Samenvatting K1
Bestuursrecht handhaving
Week 1
Drie instanties opnoemen die zich bezighouden met bestuursrechtelijke toezicht en
handhaving;
- Ministerie SZW
- Onderwijsinspectie
- Nederlandse voedsel- en warenautoriteit
Opnoemen welke bevoegdheden de toezichthouder heeft op grond van de Awb;
De bevoegdheden van de toezichthouder staan in art. 5:15-5:19 Awb. De toezichthouder is
(o.a.) bevoegd:
- Met medeneming van de benodigde apparatuur, elke plaats te betreden met
uitzondering van een woning zonder toestemming van de bewoner [art. 5:15 Awb].
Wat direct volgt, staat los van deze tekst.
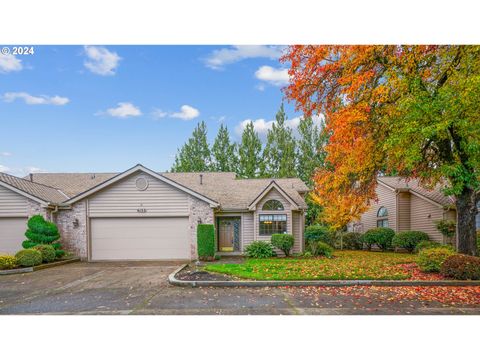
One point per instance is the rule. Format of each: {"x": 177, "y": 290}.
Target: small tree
{"x": 42, "y": 232}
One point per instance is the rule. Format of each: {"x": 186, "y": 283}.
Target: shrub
{"x": 283, "y": 242}
{"x": 324, "y": 250}
{"x": 409, "y": 240}
{"x": 48, "y": 252}
{"x": 42, "y": 232}
{"x": 426, "y": 244}
{"x": 382, "y": 237}
{"x": 446, "y": 227}
{"x": 260, "y": 250}
{"x": 7, "y": 262}
{"x": 352, "y": 241}
{"x": 29, "y": 257}
{"x": 461, "y": 267}
{"x": 430, "y": 260}
{"x": 206, "y": 241}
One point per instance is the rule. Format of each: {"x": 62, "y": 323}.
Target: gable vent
{"x": 141, "y": 183}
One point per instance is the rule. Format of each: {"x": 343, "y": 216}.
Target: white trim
{"x": 133, "y": 170}
{"x": 273, "y": 184}
{"x": 24, "y": 193}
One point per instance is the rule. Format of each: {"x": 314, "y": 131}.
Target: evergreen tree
{"x": 279, "y": 152}
{"x": 310, "y": 150}
{"x": 249, "y": 153}
{"x": 195, "y": 154}
{"x": 223, "y": 151}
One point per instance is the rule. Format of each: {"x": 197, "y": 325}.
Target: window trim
{"x": 273, "y": 201}
{"x": 275, "y": 224}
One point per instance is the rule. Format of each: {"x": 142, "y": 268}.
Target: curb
{"x": 38, "y": 267}
{"x": 331, "y": 283}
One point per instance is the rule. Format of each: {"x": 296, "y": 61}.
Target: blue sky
{"x": 107, "y": 108}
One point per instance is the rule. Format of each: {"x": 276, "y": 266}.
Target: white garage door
{"x": 140, "y": 239}
{"x": 12, "y": 234}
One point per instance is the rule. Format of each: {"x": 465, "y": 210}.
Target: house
{"x": 142, "y": 214}
{"x": 406, "y": 205}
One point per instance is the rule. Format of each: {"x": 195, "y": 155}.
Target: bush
{"x": 430, "y": 260}
{"x": 409, "y": 240}
{"x": 283, "y": 242}
{"x": 382, "y": 237}
{"x": 260, "y": 250}
{"x": 206, "y": 241}
{"x": 324, "y": 250}
{"x": 42, "y": 232}
{"x": 29, "y": 257}
{"x": 428, "y": 244}
{"x": 352, "y": 241}
{"x": 461, "y": 267}
{"x": 7, "y": 262}
{"x": 48, "y": 252}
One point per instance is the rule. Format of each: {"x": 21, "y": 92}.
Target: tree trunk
{"x": 466, "y": 211}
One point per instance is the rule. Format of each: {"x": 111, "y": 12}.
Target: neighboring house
{"x": 142, "y": 214}
{"x": 406, "y": 205}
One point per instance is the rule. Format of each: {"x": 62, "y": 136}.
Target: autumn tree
{"x": 412, "y": 110}
{"x": 223, "y": 151}
{"x": 249, "y": 151}
{"x": 195, "y": 153}
{"x": 279, "y": 152}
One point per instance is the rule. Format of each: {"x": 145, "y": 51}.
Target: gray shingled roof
{"x": 414, "y": 185}
{"x": 43, "y": 192}
{"x": 223, "y": 188}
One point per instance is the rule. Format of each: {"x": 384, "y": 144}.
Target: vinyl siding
{"x": 386, "y": 198}
{"x": 403, "y": 211}
{"x": 247, "y": 229}
{"x": 423, "y": 215}
{"x": 12, "y": 204}
{"x": 124, "y": 199}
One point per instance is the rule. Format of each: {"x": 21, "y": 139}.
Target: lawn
{"x": 346, "y": 265}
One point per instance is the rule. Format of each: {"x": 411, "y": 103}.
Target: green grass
{"x": 346, "y": 265}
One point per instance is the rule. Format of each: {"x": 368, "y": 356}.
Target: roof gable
{"x": 264, "y": 192}
{"x": 140, "y": 168}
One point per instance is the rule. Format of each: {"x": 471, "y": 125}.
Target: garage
{"x": 12, "y": 234}
{"x": 156, "y": 238}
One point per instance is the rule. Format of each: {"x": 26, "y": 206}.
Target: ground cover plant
{"x": 344, "y": 265}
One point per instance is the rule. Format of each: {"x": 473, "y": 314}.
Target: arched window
{"x": 272, "y": 205}
{"x": 382, "y": 217}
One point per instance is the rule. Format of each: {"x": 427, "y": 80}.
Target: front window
{"x": 272, "y": 224}
{"x": 382, "y": 217}
{"x": 272, "y": 205}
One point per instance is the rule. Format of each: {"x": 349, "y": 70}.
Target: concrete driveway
{"x": 142, "y": 288}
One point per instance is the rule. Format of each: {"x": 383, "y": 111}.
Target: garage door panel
{"x": 12, "y": 234}
{"x": 140, "y": 239}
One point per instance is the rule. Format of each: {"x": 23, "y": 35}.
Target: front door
{"x": 228, "y": 234}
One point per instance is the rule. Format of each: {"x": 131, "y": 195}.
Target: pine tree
{"x": 310, "y": 149}
{"x": 249, "y": 153}
{"x": 279, "y": 152}
{"x": 223, "y": 151}
{"x": 195, "y": 154}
- Inlichtingen te vorderen [art. 5:16 Awb].
- Van personen inzage te vorderen van een identiteitsbewijs als bedoeld in artikel 1 van
de Wet op de identificatieplicht [art. 5:16a Awb].
- Inzage te vorderen van zakelijke gegevens en bescheiden, en van de gegevens en
bescheiden kopieën te maken [art. 5:17 Awb].
- Zaken te onderzoeken, aan opneming te onderwerpen en daarvan monsters te nemen.
Hij is bevoegd daartoe verpakkingen te openen [art. 5:18 Awb].
- Vervoersmiddelen te onderzoeken met betrekking waartoe hij een toezichthoudende
taak heeft [art. 5:19 Awb].
Week 2
Aangeven hoe de grondrechten zich verhouden tot handhavingssancties;
De burgemeester mag voldoende grondwettelijk beschermde grondrechten beperken.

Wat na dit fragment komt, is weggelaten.